NOTE: Today's Blog is based off of John Gottman's book, The Seven Principles for Making a Marriage Work. Three Rivers Press. NY: NY. 1999.
(You may want to write down the following questions to reflect upon): Are you happy in your relationship? Why or why not? How long have you been with your partner? How did you meet? What attracted you to him or her? Why have you chosen to stay in the relationship? Do you have the same or similar belief and value system? What obstacles are you overcoming or have you overcome? Do you believe that you can overcome any obstacles? Do you miss your partner when they are not around? Are you interested in finding out about their day when you see them? What keeps you from "leaning into" your relationship, if you are avoidant in any way? What keeps you preoccupied with the relationship, if you are overly-focused on your partner?

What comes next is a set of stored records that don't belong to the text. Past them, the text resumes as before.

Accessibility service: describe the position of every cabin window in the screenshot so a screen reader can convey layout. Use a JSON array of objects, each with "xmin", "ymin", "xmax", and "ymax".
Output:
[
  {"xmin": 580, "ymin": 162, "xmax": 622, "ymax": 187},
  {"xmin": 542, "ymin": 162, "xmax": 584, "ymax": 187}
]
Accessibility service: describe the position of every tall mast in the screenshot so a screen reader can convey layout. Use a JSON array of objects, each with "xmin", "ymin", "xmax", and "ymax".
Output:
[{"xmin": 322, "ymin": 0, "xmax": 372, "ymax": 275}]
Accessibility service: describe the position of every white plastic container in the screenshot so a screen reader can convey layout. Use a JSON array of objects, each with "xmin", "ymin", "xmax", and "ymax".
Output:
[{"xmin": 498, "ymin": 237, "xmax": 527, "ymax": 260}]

Dr. John Gottman, the leading relationship expert in the country, has figured out how to predict if a couple will stay happily together in a matter of minutes (5 mins to be exact!). His predictions are based on years and years of studies and data he has accumulated, not just a "gut" feeling, or his intuition.
"The determining factor in whether wives feel satisfied with the sex, romance, and passion in their marriage is, by 70%, the quality of the couple's friendship. For men, the determining factor is, by 70%, the quality of the couple's friendship. So men and women come from the same planet after all."~John Gottman (1999)
What makes a relationship work?
Gottman's research describes the following as key factors for making a relationship work:
1. Happy relationships are based on a deep friendship. Each person demonstrates mutual respect for and enjoyment of each other's company. Do you consider your partner your best friend that you respect and enjoy being around?
2. Happy relationships use "Repair Attempts." This means that they attempt to repair any tension or argument via humor, reframing, or even an apology.
3. Strong relationships entail both partners sharing a deep sense of meaning. They support one another's hopes and dreams. This is a true demonstration of respect for one another and the relationship.
4. Healthy relationships have daily "Stress-Reducing Conversations."
This entails spending 20-30 minutes a day talking about whatever is on your mind outside of your marriage. Research shows that doing this daily helps each person manage their stress in their lives not caused by the relationship. Couples who help one another cope with outside stress have long-term health in their relationship.
5. Healthy fighting. It is ok to fight. It just depends on how you do it. Do you make repair attempts, or do you stonewall, attack, or run?
I believe that void of a violation of one's human rights, ANY relationship can work, IF BOTH PARTIES are willing to make it work....Food for thought on this beautiful Monday Morning.
Remember, YOU ARE ALWAYS SO WORTH IT!